A trained research nurse reviewed the medical records and completed a data extraction grid, including the list of chronic diseases and past medical history of each participant. This data was used to complete, first, a DBMA-Fv based on chart review and also to score the CIRS, another multimorbidity index , to assess concomitant validity. The measurement properties of the CIRS and the validity of this method for scoring the CIRS have been described elsewhere [1, 13, 14]. Briefly, the CIRS uses a scoring system that encompasses 14 anatomical domains (cardiac, vascular, hematological, respiratory, ophthalmologic-otorhinolaryngologic, upper gastrointestinal, lower gastrointestinal, hepatic-pancreatic, renal, genitourinary, musculoskeletal-tegument, neurological, endocrine-metabolic-breast, and psychiatric) and assigns a value from 0 (no impairment of the organ or system) to 4 (extremely severe impairment that is a life-threatening condition) to determine a severity score for each domain. In the case of multiple conditions affecting a particular domain, the condition with the highest score determines the score given to the domain. The global score is the sum of each domain's score.
Missing data were analyzed by number of incomplete questionnaires and by unanswered items in the questionnaire. Questionnaires with one missing value or more were considered incomplete. To evaluate the test-retest reliability, we calculated the intraclass correlation coefficient (ICC) of the total score of the DBMA-Fv.
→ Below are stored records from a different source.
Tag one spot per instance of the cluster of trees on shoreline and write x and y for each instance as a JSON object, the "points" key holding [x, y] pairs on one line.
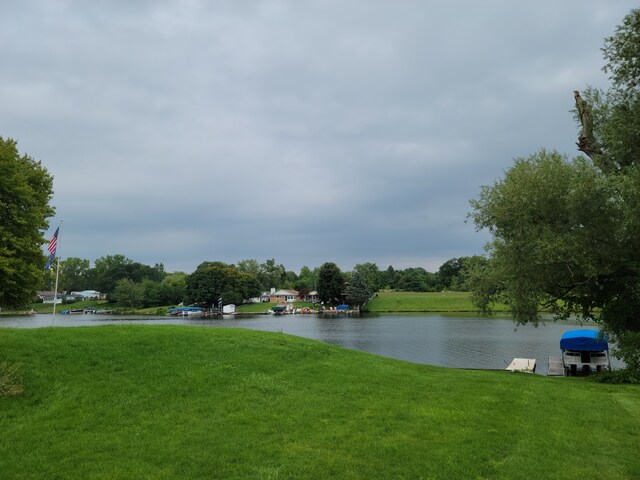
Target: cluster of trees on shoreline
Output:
{"points": [[565, 231], [136, 285]]}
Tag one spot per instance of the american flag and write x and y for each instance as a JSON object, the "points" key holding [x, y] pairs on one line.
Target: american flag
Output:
{"points": [[53, 244]]}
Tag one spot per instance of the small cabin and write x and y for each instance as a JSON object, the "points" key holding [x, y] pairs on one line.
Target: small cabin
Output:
{"points": [[584, 352]]}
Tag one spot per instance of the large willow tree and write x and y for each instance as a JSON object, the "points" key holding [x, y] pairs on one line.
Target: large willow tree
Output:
{"points": [[566, 232], [25, 191]]}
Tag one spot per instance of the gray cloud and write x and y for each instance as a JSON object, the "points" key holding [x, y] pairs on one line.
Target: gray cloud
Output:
{"points": [[358, 131]]}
After checking for normality of the distributions, the Pearson correlation was used to measure the concomitant validity of the DBMA-Fv compared to the CIRS. The 95% confidence interval (CI 95%) for the correlation coefficient of the DBMA-Fv vs. CIRS relationship at T1 and T2 was calculated using Fisher's Z transformation . Analyses of sensitivity and specificity with a 95% CI were carried out for each medical condition included in the DBMA-Fv when numbers were sufficient. The 'gold standard' used to calculate sensitivity and specificity was the information contained in the medical records. These analyses compared the questionnaires completed by patients to those completed by the research nurse using patient charts. Since the DBMA was originally developed as a mail survey, we used the results of the mail questionnaire at T2 to assess diagnostic validity. Conditions found in an insufficient number of subjects (five or less) to provide a good estimation of the sensitivity were not included. Ill-defined diagnoses (back pain, stomach problem, colon problem, poor circulation) unlikely to be found in the chart review were also excluded from the estimation of sensitivity.
The SPSS 16.0 Software was used for data analysis. Questionnaires with missing values were excluded from analyses of test-retest reliability and concomitant validity. Approval for this project was obtained from the ethics committee of the Centre de santé et de services sociaux de Chicoutimi in February 2009.